Auf das Gespräch mit mir hatte ihn die Redaktion gut vorbereitet. Er schien auch persönlich interessiert, hat mich ausreden lassen. Seine Fragen waren fokussiert auf die boulevardesken Aspekte meines Buches – was dem Format der Sendung geschuldet ist. Unterm Strich war das ein typischer Lanz.
Wie wirkt sein Gespräch mit Sahra Wagenknecht auf dich? Kannst du die Aufregung im Netz nachvollziehen?
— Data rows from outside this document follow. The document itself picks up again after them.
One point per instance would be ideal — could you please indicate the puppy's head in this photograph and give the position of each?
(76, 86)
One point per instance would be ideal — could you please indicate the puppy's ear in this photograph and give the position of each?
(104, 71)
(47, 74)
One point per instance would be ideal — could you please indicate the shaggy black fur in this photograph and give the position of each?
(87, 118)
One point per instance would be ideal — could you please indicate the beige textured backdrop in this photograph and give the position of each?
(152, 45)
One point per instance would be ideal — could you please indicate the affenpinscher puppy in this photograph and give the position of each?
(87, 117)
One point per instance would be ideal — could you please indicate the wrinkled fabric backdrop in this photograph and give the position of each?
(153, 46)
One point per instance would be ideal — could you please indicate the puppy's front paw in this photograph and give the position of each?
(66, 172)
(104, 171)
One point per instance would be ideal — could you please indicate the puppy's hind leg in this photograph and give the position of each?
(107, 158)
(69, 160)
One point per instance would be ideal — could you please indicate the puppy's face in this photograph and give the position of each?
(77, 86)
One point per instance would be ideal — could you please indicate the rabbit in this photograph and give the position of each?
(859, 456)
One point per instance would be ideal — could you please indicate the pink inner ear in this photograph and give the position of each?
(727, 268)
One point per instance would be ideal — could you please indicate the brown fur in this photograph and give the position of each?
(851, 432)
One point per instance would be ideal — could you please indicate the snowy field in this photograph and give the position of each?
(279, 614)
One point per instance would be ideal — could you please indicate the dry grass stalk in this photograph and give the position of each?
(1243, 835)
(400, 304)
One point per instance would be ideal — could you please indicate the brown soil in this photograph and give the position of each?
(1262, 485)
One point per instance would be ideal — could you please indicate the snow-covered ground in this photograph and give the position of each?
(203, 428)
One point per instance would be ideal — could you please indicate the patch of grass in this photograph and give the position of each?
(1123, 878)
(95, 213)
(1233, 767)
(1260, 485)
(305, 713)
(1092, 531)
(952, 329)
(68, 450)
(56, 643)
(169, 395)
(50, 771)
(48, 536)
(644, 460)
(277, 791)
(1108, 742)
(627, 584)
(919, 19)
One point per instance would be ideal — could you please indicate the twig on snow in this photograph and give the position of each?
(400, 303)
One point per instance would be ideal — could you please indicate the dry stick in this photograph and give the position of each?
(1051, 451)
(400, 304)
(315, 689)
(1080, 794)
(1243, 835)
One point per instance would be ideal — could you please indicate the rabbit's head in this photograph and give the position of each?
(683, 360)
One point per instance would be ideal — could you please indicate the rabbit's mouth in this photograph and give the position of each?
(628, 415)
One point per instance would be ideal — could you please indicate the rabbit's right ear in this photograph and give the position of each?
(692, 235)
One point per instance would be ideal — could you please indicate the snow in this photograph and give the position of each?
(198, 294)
Egal, wie ein Journalist ein Thema oder eine Person persönlich toucht, er hält immer einen gewissen Abstand zu seinen Interviewpartnern. Das 'Gespräch' mit Sahra Wagenknecht ist ein journalistischer GAU, ein Negativ-Beispiel par excellence für jede Journalistenschule: Lanz gibt jede Distanz auf, wirkt besessen davon, sein politisches Feindbild entlarven zu wollen, entlarvt mit seiner geifernden Art aber nur sich selbst. Die professionelle Sachlichkeit Wagenknechts kontert Lanz mit der Aufforderung, ihm doch bitteschön nicht mit Details zu kommen. Offenbar hat Lanz die redaktionelle Regie übernommen, jedenfalls legte er seine Moderationskarten immer wieder demonstrativ zu Seite. Schon vor knapp einem Jahr war Wagenknecht mit ihrem Buch zu Gast bei Lanz. Damals versuchte er sie als verblödet darzustellen, was ebenfalls misslang. Die Aufregung über das Interview kann ich bis zu einem gewissen Grad nachvollziehen, die Forderung nach Absetzung ist überzogen. Aber: Macht Lanz so weiter, schießt er sich selbst ab.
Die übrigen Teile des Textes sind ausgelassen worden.